Così il comunicato stampa: “I brani che compongono Synderesis (termine uguale sia in inglese che in tedesco) hanno un’origine breve, tra la fine dell’autunno e l’inizio dell’inverno 2016, a cavallo del compleanno, il 33simo, di Antonio Aiello. L’insofferenza a 360° nei confronti dell’esistenza (lavoro, famiglia, salute, relazioni umane, denaro) conduce alla nascita di questo disco che diventa un modo per condividere questo malessere e, un modo per passare il tempo che scorre o che ci rimane ( dipende sempre dai punti di vista). Il disco è un urlo che, purtroppo, appartiene ormai ad una generazione ( la famosa X) che, disillusa, affronta una realtà alla quale non appartiene più o a cui non ha mai appartenuto. Un disco scuro, ossessivo e a tratti psichedelico. Monotonia, rumore, voci a volte sgradevoli, note volutamente stonate accanto a musica come siamo soliti ascoltarla. Si fondono e si confondono ossessione e unicità”.
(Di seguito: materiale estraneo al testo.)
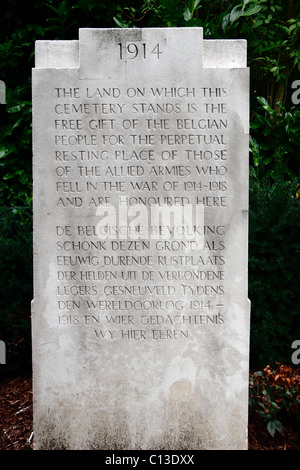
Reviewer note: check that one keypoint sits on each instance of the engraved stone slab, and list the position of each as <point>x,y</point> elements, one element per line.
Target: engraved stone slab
<point>140,317</point>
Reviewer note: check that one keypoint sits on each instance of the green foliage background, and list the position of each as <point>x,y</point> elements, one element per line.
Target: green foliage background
<point>271,28</point>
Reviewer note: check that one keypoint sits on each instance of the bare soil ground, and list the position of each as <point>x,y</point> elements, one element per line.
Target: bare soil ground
<point>16,431</point>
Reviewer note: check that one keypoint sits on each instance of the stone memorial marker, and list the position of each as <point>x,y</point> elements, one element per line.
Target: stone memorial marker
<point>140,317</point>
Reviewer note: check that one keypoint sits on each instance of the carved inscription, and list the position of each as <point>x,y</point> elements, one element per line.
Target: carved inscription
<point>140,168</point>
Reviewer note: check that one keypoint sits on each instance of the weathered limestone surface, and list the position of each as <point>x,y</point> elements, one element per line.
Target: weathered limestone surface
<point>140,317</point>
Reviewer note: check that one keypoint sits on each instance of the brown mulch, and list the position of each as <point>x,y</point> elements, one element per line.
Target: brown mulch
<point>16,431</point>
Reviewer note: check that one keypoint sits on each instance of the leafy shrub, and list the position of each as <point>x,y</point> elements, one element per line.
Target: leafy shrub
<point>15,283</point>
<point>275,395</point>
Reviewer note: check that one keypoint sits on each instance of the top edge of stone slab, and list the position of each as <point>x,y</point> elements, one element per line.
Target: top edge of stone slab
<point>161,52</point>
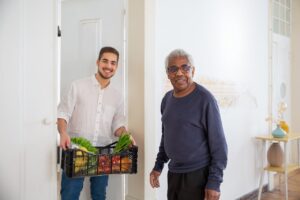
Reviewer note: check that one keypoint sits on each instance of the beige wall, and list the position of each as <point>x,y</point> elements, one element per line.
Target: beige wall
<point>136,92</point>
<point>295,57</point>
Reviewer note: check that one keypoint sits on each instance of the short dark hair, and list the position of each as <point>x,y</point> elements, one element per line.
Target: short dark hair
<point>108,50</point>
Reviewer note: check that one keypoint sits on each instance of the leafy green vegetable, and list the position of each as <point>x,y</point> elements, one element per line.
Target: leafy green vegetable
<point>123,143</point>
<point>80,141</point>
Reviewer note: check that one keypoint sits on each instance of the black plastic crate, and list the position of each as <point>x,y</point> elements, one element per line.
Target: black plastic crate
<point>78,163</point>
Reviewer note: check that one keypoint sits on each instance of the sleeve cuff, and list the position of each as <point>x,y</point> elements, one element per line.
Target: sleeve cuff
<point>213,185</point>
<point>64,116</point>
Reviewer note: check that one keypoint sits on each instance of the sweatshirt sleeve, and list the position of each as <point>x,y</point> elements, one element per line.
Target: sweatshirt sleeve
<point>161,157</point>
<point>217,146</point>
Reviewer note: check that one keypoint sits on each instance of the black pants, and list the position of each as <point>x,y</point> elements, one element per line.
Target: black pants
<point>187,186</point>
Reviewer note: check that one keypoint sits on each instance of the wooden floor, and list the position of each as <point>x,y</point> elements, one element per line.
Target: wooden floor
<point>279,192</point>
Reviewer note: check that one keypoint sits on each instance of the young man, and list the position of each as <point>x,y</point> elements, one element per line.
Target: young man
<point>192,136</point>
<point>92,109</point>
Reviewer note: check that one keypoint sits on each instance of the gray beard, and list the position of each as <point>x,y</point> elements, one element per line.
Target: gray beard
<point>101,75</point>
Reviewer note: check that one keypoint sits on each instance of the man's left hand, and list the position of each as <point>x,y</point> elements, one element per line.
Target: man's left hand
<point>211,194</point>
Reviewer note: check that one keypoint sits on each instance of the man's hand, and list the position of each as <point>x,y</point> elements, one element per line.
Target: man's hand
<point>122,130</point>
<point>211,195</point>
<point>65,141</point>
<point>154,179</point>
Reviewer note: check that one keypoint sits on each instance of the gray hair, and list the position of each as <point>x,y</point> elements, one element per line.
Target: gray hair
<point>178,53</point>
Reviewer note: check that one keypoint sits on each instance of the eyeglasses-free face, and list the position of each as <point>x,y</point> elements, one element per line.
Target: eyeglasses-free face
<point>183,68</point>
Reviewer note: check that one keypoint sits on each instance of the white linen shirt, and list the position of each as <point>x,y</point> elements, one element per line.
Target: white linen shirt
<point>92,112</point>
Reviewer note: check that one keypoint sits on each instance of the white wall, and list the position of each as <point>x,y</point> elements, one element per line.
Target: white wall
<point>136,93</point>
<point>295,125</point>
<point>229,43</point>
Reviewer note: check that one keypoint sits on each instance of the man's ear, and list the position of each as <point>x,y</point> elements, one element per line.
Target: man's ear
<point>193,71</point>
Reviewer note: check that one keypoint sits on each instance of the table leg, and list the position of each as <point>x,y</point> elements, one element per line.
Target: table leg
<point>286,170</point>
<point>261,181</point>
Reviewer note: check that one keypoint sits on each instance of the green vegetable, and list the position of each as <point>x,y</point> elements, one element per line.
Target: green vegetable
<point>123,143</point>
<point>82,142</point>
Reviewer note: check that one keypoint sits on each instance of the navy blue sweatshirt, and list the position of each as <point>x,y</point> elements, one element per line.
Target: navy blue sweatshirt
<point>192,135</point>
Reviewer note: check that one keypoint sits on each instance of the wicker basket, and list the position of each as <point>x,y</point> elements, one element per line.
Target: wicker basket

Antonio si avvale, oltre che del suo contrabbasso, di compagni essenziali quali: Giuseppe Schillaci al synth, rumori, voce in diversi brani, fonico, tecnico, ingegnere del suono e sostegno essenziale nell’assecondare le follie dell’autore; L. Lombardo alle chitarre e per la prima volta in studio alla tromba; Emiliano Cinquerrui alla voce (Morire d’Inedia); Alex Munzone alla batteria (Ivanov).

Antonio Aiello traccia per traccia

Inno alla noia è la traccia introduttiva, composta su cantato/recitato particolarmente enfatico in tedesco e arpeggi di contrabbasso. Non si acquista in vivacità ma in mobilità sì con Morire d’inedia, che aggiunge ronzii sinistri. Qui il cantato, italiano, è strisciante.

Bestie si allunga un po’, sempre con atmosfera plumbea e funerea, pensieri suicidi, isolazione della voce in maniera icastica. Retrogusti di Velvet Underground nell’apertura di Garibaldi, ma anche distorcimenti e dissonanze, sviluppate a lungo su volute scomposte ma coerenti.

Vögel und Kartoffeln inizia con un lungo recitato (in italiano), cinico, autocritico e crudo, poi chiuso da arpeggi d’umore funereo. Passeggiata in 13-8 si muove su scale dispari, con un sentimento jazz ma anche con rumori di fondo di città.

Califano cambia voce e racconta un aneddoto, su passaggi mobili di contrabbasso. Una tromba sgangherata e nervosa introduce To-Morrow. Hikikomory torna al recitato e ai pensieri autolesionisti, chiusi da un surreale “pappappara”.

Ma chanson triste ospita invece la sola voce del contrabbasso, impegnato in una melodia di sapore tetro. Completamente diverso il vestito di Aracnofilia, con una chitarra elettrica molto acida ad accendere luci dove prima c’era soltanto ombra.

L’uscita dal disco è affidata a Ivanov, con un drumming rock a sorreggere un recitato stavolta quasi ottimista, almeno come toni, benché il testo vada in direzione totalmente opposta.

Posto che non è facilissimo per un pubblico particolarmente vasto affrontare e toccare le tematiche totalmente nichiliste sulle quali Antonio Aiello costruisce il disco, è apprezzabile la coerenza di vivere il paradosso in maniera totalmente coerente, anche dal punto di vista di sonorità scelte con attenzione ed eseguite con cura.